Ané is Undine, a beautiful water (eater) nymph from mythology. An Undine was created without a soul, but by marrying a mortal and bearing him a child she obtained a soul and with it all the pains and penalties of the human race. The origin of the Undines can best be traced all the way back to ancient Greece wherein mythology cites a clan of nymphs called Oceanides claimed the waters of the world as their home. The water nymphs, or water spirits, belonging to the Water Elemental, are usually found in forest pools and waterfalls. They are said to have beautiful voices, which can sometimes be heard singing over the sound of water that entices those that hear it.
Fabi is the Lady of Shalott. According to legend, the Lady of Shalott was forbidden to look directly at reality or the outside world; instead she was doomed to view the world through a mirror, and weave what she saw into tapestry. Her despair was heightened when she saw loving couples entwined in the far distance, and she spent her days and nights aching for a return to normality. One day the Lady saw Sir Lancelot passing on his way in the reflection of the mirror, and dared to look out at Camelot, bringing about a curse. The lady escaped by boat during an autumn storm, inscribing 'The Lady of Shalott' on the prow. As she sailed towards Camelot and certain death, she sang a lament. Her frozen body was found shortly afterwards by the knights and ladies of Camelot, one of whom is Lancelot, who prayed to God to have mercy on her soul. The tapestry she wove during her imprisonment was found draped over the side of the boat.

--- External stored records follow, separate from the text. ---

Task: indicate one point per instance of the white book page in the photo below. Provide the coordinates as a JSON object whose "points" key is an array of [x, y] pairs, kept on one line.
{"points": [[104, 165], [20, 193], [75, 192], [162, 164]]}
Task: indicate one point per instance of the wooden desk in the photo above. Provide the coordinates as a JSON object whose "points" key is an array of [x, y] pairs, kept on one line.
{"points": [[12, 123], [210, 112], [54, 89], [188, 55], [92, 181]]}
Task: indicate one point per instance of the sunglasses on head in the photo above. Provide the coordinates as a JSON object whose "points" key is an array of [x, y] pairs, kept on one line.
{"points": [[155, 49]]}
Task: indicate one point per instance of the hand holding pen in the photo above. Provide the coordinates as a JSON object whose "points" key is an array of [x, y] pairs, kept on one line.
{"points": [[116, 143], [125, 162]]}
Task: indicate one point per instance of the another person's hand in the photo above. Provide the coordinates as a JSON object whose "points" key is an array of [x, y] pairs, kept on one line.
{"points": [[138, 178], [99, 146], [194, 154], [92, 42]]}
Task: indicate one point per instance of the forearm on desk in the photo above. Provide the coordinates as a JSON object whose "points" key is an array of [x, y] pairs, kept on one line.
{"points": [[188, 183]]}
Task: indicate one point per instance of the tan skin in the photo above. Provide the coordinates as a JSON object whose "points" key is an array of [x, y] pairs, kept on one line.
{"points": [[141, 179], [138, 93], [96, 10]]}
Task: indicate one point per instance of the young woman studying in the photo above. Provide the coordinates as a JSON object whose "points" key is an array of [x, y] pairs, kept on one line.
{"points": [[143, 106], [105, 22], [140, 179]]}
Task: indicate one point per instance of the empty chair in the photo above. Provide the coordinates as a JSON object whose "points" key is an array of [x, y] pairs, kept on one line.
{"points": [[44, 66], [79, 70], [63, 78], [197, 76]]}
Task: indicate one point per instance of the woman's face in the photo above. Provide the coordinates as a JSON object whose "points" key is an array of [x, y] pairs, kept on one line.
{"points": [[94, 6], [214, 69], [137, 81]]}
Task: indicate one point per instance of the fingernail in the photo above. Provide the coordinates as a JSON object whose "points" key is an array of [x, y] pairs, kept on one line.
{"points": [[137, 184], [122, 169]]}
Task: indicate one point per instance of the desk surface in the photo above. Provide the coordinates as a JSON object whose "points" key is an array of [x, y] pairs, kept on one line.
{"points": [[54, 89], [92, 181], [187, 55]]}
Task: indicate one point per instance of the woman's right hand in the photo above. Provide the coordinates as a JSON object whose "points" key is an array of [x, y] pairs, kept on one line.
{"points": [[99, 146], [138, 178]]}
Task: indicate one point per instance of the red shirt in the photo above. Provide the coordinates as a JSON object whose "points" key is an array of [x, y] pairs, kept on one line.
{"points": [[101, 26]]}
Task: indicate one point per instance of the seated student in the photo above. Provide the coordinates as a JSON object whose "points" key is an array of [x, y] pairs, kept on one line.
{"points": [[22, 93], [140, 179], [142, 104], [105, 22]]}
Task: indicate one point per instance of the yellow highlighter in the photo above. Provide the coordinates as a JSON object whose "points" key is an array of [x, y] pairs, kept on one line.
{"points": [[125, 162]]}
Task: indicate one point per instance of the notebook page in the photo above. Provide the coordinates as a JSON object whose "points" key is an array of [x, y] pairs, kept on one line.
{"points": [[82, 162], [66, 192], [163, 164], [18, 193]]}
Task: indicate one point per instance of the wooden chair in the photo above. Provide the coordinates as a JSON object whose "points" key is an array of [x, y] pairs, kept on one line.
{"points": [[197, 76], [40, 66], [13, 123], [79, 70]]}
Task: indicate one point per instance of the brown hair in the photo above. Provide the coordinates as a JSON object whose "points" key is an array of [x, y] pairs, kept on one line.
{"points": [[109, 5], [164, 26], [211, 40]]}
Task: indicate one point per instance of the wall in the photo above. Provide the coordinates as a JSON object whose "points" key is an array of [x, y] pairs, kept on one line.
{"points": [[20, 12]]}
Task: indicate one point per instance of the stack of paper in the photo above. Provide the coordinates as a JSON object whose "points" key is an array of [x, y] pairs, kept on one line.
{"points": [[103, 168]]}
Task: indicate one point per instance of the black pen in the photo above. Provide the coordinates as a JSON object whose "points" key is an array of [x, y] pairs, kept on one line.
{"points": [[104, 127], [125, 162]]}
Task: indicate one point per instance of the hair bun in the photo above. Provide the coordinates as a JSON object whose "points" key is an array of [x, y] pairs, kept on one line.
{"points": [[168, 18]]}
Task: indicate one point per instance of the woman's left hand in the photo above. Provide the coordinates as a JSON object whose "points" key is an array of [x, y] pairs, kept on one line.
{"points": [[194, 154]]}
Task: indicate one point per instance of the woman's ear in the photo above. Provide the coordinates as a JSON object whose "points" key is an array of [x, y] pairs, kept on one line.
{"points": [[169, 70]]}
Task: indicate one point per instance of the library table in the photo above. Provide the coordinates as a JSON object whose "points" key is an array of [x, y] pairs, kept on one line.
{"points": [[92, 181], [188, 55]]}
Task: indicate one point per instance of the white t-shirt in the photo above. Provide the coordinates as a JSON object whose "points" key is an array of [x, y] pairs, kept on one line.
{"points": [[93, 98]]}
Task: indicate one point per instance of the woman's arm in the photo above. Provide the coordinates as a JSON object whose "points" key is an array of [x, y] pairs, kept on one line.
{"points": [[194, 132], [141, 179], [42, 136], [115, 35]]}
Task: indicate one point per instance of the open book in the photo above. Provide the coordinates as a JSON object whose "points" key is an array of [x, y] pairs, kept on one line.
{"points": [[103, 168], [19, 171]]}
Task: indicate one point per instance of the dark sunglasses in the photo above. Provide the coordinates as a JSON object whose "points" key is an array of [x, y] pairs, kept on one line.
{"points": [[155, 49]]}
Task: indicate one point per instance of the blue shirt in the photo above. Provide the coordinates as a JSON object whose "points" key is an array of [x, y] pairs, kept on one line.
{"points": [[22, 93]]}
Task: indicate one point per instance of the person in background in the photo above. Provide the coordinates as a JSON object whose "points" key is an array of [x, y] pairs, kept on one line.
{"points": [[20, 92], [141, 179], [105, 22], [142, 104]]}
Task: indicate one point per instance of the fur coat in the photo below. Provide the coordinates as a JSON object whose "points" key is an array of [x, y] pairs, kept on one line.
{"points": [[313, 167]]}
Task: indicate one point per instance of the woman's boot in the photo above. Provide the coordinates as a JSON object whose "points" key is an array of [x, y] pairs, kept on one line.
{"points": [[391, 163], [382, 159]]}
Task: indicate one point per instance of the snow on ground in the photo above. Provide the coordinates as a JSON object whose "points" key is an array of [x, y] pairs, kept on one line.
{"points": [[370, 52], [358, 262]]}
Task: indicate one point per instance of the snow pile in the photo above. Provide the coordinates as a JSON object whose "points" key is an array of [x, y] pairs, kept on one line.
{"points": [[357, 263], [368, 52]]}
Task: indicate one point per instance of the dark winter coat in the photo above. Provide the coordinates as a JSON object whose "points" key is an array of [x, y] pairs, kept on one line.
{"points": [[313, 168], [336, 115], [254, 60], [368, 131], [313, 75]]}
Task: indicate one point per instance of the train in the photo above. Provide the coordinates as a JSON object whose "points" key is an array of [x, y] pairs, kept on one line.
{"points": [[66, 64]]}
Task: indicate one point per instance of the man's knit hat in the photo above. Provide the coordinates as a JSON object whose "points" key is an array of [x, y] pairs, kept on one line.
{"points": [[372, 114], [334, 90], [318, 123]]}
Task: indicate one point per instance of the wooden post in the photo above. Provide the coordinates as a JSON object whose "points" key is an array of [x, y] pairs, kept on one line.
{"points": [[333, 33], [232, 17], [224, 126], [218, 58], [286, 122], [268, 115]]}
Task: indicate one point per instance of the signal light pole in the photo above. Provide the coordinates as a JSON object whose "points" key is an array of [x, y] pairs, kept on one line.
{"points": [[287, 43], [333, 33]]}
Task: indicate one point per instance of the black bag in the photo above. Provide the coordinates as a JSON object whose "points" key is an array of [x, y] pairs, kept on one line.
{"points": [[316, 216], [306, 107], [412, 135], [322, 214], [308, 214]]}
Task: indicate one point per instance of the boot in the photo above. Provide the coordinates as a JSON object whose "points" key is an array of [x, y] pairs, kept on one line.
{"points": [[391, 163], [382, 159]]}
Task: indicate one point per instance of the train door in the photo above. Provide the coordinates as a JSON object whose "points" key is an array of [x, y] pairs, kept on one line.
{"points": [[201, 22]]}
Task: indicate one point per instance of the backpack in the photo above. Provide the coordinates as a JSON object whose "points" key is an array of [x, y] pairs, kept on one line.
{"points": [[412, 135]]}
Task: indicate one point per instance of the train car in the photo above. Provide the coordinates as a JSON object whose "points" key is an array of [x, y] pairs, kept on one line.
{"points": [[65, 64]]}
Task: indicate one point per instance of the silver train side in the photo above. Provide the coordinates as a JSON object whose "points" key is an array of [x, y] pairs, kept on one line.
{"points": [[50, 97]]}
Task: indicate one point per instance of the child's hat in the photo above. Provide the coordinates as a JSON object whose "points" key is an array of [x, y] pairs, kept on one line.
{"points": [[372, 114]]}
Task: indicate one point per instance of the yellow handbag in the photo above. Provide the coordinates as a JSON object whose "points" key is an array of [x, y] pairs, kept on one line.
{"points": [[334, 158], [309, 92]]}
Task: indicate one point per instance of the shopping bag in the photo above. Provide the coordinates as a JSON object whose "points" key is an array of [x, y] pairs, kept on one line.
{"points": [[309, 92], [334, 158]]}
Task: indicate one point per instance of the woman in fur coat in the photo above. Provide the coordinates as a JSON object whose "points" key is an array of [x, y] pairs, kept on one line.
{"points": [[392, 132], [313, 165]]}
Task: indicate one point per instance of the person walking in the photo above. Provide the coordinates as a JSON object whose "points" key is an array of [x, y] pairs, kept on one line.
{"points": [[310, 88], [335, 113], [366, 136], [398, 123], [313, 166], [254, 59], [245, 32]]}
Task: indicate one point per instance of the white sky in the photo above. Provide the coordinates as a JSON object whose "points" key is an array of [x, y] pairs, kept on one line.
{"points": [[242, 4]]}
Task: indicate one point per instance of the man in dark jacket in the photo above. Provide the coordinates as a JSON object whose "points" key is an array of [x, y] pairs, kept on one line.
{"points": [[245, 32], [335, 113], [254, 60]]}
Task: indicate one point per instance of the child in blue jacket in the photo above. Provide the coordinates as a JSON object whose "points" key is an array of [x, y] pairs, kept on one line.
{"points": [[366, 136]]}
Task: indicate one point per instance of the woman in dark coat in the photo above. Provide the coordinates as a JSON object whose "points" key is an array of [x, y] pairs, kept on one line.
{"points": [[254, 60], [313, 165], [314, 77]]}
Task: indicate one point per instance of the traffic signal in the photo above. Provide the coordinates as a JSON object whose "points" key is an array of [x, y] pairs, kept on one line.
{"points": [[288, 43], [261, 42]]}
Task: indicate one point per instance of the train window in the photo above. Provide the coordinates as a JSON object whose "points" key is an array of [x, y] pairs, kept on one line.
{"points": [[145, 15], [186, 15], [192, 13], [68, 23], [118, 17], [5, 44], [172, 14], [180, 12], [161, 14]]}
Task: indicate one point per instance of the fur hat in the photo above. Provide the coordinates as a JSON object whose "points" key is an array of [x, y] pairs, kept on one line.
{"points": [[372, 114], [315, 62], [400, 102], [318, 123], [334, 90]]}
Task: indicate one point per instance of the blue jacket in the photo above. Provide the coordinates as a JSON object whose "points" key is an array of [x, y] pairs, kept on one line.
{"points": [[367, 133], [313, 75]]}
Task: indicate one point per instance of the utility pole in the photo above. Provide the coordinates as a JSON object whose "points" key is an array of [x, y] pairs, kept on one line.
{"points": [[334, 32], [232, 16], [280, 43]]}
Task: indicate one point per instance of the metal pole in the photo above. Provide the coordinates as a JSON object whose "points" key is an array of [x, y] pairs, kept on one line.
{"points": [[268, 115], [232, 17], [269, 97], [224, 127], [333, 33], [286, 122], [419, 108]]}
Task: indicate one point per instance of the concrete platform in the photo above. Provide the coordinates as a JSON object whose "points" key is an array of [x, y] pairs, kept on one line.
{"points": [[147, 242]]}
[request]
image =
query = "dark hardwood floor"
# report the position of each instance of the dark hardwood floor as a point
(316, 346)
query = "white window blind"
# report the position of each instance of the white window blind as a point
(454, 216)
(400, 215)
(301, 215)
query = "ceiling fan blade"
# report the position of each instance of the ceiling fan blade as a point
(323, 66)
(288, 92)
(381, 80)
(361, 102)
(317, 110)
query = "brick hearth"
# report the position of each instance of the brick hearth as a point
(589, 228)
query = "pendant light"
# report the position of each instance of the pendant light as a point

And finally Jana is Ophelia. Sad and pathetic driven to madness by love. After Hamlet's "To be, or not to be" soliloquy. Hamlet approaches Ophelia and talks to her. He tells her "get thee to a nunnery." Hamlet becomes angry, realises he has gone too far, and says "I say we will have no more marriages", and exits. Ophelia is left bewildered and heartbroken, sure that Hamlet is insane. After Hamlet storms out, Ophelia makes her "O, what a noble mind is here o'erthrown" soliloquy. Later, Queen Gertrude reports that Ophelia had climbed into a willow tree, and then a branch broke and dropped Ophelia into the brook, where she drowned. Gertrude says that Ophelia appeared "incapable of her own distress". Whether her death was an accident or suicide remains a mystery.
There you have it folks, that's us Pre-Raphaelite babes. Not morbid at all. Happy Monday ya'll!